Prdm16-Mediated Browning is Involved in Resistance to Diet-Induced and Monosodium Glutamate-Induced Obesity.

PURPOSE

To investigate resistance to diet-induced obesity (DIO) and monosodium glutamate (MSG)-induced obesity as well as the underlying mechanisms.

METHODS

Newborn mice were used to construct DIO and MSG-induced obesity models. Obesity indices, such as body weight, body length, Lee index, body temperature, food intake, fat weight, and leptin level, were examined. Mice that did not exhibit obesity were defined as the obesity-resistant group. The morphological changes of white adipose tissue were observed by hematoxylin and eosin staining, and expression levels of PR domain containing 16 (Prdm16) and uncoupling protein-1 (Ucp-1) in white adipose tissue were measured by Western blot.

RESULTS

Obesity-resistant mice fed a high-fat diet showed resistance beginning at week 5 along with lower weights and lengths than those in the obesity group from weeks 5 to 12. MSG-induced obesity-resistant mice showed features consistent with resistance to obesity from week 1 along with higher body lengths relative to the obesity group; however, the weight difference was not significant until week 10, when body weights decreased significantly in obesity-resistant mice. The Lee index was lower in obesity-resistant mice than in the obesity group and the normal group, further suggesting obesity resistance.
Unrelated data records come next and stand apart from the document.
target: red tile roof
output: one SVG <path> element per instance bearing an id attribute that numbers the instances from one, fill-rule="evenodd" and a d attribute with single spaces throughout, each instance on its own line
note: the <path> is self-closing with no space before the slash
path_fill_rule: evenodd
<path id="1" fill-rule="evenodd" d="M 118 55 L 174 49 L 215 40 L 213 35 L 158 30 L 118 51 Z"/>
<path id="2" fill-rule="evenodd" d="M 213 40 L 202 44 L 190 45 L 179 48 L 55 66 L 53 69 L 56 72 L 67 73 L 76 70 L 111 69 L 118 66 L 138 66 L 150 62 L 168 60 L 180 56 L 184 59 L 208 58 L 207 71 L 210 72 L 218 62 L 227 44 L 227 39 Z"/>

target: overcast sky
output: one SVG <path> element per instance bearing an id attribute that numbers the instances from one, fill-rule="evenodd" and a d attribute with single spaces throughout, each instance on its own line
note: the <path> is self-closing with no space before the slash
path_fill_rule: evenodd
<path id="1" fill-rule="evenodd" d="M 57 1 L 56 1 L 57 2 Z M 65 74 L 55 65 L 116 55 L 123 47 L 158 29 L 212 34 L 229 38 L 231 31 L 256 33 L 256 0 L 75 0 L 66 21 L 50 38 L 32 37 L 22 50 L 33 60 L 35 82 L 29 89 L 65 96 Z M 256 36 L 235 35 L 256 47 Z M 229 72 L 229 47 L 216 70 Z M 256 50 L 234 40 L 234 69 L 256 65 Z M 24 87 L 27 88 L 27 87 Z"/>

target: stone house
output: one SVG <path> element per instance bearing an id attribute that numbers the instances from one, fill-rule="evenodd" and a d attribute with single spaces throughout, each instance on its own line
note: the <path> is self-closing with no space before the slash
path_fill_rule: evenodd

Additionally, obesity-resistant mice showed higher levels of leptin, whereas obese mice induced by a high-fat diet showed leptin resistance. Furthermore, Prdm16 and Ucp-1 levels were both downregulated in the obesity group and upregulated in obesity-resistant mice, showing that white fat browning was highest in obesity-resistant mice.

CONCLUSION

The phenotypes of mice with DIO and MSG-induced obesity differed. Obesity resistance might be related to Prdm16 and Ucp-1-mediated white adipocyte browning.